Time-dependent spherically symmetric covariant Galileons

TL;DR

This paper investigates spherically symmetric solutions in the cubic covariant Galileon model, revealing how cosmological evolution influences local scalar fields, affects stability, and induces damping of scalar perturbations.

Contribution

It demonstrates the impact of cosmological time evolution on local Galileon solutions, including matter-scalar coupling, stability analysis, and perturbation damping in curved spacetime.

Findings

Different asymptotic boundary conditions lead to distinct solution branches.

Cosmological evolution induces matter-scalar coupling via kinetic braiding.

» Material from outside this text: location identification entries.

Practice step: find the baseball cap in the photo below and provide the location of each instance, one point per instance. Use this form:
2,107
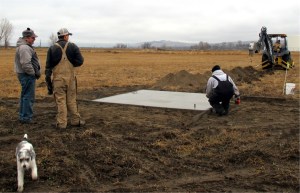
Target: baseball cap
29,33
63,32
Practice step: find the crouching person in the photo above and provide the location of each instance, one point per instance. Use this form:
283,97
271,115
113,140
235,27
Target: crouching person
62,58
220,89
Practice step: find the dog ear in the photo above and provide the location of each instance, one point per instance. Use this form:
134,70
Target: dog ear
32,154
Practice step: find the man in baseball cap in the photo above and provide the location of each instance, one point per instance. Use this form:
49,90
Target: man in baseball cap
27,68
62,58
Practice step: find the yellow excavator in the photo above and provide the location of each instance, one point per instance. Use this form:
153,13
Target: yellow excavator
275,54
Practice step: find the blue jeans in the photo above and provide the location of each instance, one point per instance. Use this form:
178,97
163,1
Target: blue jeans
27,96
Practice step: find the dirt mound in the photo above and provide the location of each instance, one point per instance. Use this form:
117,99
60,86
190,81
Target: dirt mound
187,82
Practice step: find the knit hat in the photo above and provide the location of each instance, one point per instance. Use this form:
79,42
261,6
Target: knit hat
63,32
29,33
216,67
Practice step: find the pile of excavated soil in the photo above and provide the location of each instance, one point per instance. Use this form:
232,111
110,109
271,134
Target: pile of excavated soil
185,81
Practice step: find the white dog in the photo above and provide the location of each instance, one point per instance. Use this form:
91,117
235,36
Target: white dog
25,161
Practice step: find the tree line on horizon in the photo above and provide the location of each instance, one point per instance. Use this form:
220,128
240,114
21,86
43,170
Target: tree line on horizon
6,31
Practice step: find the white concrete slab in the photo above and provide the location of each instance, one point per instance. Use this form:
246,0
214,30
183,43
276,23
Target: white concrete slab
164,99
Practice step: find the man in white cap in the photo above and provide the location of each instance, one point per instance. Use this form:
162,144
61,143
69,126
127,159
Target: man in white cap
62,58
27,67
220,89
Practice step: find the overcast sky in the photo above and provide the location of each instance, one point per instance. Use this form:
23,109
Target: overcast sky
132,21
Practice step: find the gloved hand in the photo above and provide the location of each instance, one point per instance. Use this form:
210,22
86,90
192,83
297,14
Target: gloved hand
49,85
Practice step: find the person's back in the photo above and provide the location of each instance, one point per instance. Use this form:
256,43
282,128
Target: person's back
62,57
220,89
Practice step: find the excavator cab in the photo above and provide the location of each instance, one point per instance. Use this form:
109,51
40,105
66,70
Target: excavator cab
276,54
282,55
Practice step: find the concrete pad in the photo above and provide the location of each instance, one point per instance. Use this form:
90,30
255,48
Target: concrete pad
164,99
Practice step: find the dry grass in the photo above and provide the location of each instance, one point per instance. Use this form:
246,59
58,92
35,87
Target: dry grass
111,67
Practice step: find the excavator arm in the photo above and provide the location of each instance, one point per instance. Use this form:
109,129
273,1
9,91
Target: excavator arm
265,42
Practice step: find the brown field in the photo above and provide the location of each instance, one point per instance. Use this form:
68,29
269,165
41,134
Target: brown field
131,148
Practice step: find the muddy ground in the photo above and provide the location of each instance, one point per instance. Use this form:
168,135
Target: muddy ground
126,148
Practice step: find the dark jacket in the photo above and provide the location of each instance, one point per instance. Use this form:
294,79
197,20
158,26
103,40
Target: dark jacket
26,59
54,56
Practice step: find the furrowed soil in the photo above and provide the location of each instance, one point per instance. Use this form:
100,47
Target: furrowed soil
123,148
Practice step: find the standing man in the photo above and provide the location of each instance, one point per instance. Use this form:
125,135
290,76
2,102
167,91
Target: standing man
251,49
27,67
62,58
220,89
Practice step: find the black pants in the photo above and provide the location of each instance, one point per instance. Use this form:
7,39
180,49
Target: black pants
220,103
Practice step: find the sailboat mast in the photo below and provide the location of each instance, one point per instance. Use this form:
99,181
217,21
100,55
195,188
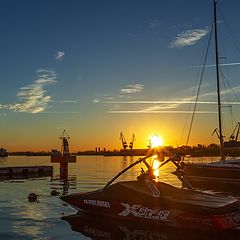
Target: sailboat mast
218,83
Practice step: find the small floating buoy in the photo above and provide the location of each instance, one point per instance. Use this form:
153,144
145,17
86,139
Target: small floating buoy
32,197
54,193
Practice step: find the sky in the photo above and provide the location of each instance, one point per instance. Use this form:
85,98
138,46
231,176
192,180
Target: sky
97,68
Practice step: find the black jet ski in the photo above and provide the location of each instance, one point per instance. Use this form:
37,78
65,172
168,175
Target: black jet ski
148,200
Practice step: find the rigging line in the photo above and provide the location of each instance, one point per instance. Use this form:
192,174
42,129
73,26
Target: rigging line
194,89
234,39
200,82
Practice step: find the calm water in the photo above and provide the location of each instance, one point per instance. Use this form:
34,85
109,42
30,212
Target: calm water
50,218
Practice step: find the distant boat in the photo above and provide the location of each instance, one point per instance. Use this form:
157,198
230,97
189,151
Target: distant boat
223,174
3,152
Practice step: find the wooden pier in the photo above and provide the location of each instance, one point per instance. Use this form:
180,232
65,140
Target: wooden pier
25,172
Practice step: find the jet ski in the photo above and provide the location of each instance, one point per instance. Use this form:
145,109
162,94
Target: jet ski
148,200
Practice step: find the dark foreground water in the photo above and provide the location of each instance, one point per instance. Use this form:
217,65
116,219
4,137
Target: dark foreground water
50,218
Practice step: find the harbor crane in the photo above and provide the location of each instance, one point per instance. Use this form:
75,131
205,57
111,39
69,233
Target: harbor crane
132,141
124,143
65,145
235,133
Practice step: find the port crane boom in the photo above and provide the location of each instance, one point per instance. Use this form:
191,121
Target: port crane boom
124,143
132,141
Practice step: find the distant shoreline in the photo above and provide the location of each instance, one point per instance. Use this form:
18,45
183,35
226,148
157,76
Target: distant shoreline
195,151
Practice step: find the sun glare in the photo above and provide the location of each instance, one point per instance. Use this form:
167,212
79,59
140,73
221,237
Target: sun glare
156,141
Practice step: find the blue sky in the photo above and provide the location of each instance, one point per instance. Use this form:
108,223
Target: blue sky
96,68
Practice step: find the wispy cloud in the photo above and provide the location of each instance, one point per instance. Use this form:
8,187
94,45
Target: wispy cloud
189,37
60,55
132,89
159,111
154,23
33,97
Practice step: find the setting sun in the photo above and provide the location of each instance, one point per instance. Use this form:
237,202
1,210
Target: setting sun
156,141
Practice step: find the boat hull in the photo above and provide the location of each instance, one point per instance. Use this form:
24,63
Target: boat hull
172,207
219,178
96,227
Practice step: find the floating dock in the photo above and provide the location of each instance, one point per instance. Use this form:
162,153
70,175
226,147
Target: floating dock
25,172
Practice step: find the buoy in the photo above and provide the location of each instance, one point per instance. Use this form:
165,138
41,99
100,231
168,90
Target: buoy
54,193
32,197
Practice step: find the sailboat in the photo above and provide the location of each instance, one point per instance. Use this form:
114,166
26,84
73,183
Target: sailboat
224,174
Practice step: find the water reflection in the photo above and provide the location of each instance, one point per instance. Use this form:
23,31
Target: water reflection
62,186
107,229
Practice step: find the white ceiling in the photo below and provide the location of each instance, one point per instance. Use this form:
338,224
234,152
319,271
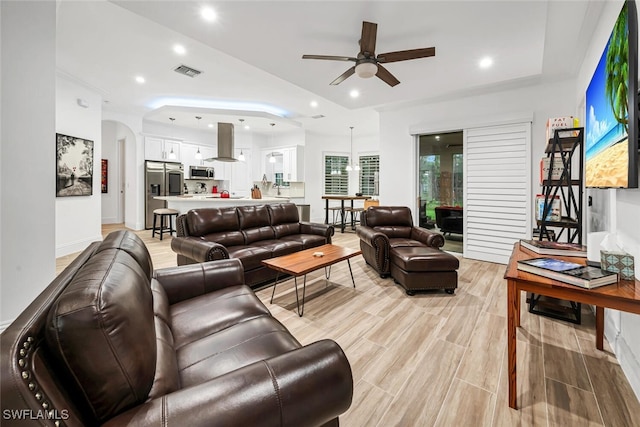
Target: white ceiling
250,57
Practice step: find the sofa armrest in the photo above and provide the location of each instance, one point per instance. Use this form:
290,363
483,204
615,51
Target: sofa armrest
308,386
192,280
198,249
428,237
325,230
374,238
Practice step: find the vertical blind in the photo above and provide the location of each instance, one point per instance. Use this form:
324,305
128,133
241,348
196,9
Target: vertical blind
497,206
369,166
336,177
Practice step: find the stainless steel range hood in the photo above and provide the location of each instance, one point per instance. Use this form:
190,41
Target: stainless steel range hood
225,144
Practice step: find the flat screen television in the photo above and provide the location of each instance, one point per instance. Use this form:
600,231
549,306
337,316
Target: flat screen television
611,146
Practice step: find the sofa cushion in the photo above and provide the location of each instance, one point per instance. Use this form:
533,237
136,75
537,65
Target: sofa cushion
423,259
279,247
250,256
166,378
196,318
232,348
219,225
255,223
306,240
101,334
284,219
394,221
133,245
397,242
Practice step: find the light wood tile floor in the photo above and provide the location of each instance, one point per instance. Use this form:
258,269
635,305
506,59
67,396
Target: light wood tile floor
440,360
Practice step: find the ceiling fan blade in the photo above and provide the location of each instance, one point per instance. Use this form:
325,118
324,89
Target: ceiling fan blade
368,38
404,55
386,76
342,77
329,57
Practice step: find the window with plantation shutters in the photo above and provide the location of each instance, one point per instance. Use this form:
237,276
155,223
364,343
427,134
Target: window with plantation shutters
369,168
336,177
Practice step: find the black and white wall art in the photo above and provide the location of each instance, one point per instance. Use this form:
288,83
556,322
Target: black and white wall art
74,168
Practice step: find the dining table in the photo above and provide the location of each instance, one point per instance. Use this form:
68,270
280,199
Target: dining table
341,198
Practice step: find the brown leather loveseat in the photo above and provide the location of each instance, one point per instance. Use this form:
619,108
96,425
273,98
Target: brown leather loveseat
392,245
111,342
248,233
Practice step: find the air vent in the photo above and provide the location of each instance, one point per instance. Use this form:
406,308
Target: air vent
187,71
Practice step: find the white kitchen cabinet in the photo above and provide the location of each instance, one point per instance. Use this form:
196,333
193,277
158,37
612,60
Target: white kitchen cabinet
293,164
271,168
222,170
189,151
241,182
161,149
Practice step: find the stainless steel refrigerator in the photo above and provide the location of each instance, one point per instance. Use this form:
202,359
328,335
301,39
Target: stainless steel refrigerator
161,179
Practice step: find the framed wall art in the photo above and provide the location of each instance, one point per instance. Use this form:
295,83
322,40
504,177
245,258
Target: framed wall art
74,168
104,175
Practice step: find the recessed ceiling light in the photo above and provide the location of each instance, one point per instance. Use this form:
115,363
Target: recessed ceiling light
208,14
486,62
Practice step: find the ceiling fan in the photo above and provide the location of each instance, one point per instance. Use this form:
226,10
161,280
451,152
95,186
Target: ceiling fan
368,64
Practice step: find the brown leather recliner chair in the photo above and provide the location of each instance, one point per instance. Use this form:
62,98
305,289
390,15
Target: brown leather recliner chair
111,342
385,227
393,245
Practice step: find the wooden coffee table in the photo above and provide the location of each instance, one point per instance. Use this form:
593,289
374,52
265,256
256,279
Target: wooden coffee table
304,262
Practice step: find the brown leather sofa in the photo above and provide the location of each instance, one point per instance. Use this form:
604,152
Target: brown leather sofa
248,233
392,245
111,342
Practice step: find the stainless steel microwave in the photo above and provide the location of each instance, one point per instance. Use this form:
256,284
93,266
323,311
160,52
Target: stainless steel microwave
201,172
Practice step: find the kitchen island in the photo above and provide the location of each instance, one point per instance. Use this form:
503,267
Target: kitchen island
187,202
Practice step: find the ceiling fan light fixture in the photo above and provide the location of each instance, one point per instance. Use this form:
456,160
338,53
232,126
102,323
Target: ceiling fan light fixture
366,70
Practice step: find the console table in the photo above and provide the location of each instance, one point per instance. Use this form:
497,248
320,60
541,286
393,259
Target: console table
342,211
624,296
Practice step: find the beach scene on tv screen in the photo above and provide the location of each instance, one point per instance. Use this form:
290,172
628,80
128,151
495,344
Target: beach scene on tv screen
606,147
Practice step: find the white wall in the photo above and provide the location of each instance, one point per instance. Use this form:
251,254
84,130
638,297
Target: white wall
109,200
621,329
398,149
130,128
27,106
78,217
315,147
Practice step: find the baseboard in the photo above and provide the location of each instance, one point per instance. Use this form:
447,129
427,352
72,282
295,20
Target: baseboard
76,246
625,356
5,324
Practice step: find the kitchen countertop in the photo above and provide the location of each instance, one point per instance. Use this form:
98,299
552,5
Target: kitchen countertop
191,201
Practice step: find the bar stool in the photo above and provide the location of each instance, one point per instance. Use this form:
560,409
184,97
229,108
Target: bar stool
162,213
336,211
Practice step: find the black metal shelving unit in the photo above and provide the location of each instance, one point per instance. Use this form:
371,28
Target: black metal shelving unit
569,188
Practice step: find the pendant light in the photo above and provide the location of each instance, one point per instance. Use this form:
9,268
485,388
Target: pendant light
198,153
172,155
241,156
272,159
355,166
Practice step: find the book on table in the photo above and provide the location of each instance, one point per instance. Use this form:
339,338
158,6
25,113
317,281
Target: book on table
545,247
584,276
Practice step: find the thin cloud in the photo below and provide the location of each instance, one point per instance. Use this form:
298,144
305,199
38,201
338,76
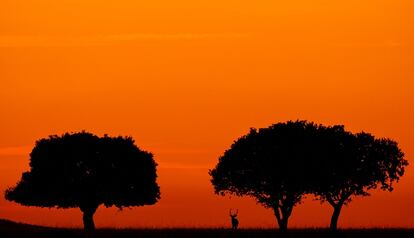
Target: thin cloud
15,150
96,40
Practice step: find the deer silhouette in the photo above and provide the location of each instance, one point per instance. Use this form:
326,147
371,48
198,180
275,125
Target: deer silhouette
234,220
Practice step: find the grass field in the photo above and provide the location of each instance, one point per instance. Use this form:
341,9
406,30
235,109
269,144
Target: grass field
11,229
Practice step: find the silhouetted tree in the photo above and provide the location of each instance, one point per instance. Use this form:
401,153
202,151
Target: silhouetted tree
269,164
85,171
351,165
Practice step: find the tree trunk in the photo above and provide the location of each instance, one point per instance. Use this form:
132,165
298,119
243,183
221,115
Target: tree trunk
335,217
282,220
88,213
283,225
88,223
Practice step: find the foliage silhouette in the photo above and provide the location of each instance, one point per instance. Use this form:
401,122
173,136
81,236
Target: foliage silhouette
351,165
83,170
270,165
280,164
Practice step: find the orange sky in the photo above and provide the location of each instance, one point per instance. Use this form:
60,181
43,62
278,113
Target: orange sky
186,78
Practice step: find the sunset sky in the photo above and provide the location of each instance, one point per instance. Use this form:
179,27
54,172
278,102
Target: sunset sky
186,78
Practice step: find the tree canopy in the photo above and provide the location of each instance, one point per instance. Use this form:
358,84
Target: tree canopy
280,164
84,170
269,164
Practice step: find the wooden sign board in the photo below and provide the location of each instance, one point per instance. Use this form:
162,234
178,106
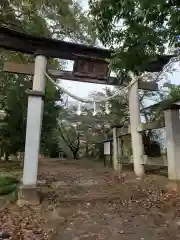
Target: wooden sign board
80,74
91,67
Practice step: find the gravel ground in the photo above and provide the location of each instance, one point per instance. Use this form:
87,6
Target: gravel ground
86,201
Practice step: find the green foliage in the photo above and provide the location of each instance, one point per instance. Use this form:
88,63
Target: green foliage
59,19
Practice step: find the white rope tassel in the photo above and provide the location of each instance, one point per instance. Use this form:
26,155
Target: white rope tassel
79,109
133,77
94,112
107,108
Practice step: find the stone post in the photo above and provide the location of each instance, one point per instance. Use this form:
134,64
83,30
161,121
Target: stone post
33,133
115,149
172,124
135,120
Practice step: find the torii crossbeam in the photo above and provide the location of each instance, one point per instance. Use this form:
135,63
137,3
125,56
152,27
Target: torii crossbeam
90,63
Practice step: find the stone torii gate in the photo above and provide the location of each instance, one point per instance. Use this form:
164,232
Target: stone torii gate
90,65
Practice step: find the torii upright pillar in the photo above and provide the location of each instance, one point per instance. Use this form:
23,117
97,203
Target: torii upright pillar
28,193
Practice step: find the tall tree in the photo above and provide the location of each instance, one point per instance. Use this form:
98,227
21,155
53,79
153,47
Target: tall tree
136,29
59,19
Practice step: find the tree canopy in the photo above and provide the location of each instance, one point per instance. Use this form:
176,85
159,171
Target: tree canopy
136,29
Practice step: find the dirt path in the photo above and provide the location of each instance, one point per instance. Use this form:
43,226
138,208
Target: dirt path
83,201
91,202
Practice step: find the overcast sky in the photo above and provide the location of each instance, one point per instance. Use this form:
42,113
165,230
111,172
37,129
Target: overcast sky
84,89
79,88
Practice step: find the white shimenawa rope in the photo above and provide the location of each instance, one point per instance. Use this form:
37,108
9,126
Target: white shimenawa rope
93,100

Scalar perturbations experience efficient damping due to kinetic mixing with gravity.

Abstract

We study spherically symmetric solutions of the cubic covariant Galileon model in curved spacetime in presence of a matter source, in the test scalar field approximation. We show that a cosmological time evolution of the Galileon field gives rise to an induced matter-scalar coupling, due to the Galileon-graviton kinetic braiding, therefore the solution for the Galileon field is non trivial even if the bare matter-scalar coupling constant is set to zero. The local solution crucially depends on the asymptotic boundary conditions, and in particular, Minkowski and de Sitter asymptotics correspond to different branches of the solution. We study the stability of these solutions, namely, the well-posedness of the Cauchy problem and the positivity of energy for scalar and tensor perturbations, by diagonalizing the kinetic terms of the spin-2 and spin-0 degrees of freedom. In addition, we find that in presence of a cosmological time evolution of the Galileon field, its kinetic mixing with the graviton leads to a friction force, resulting to efficient damping of scalar perturbations within matter.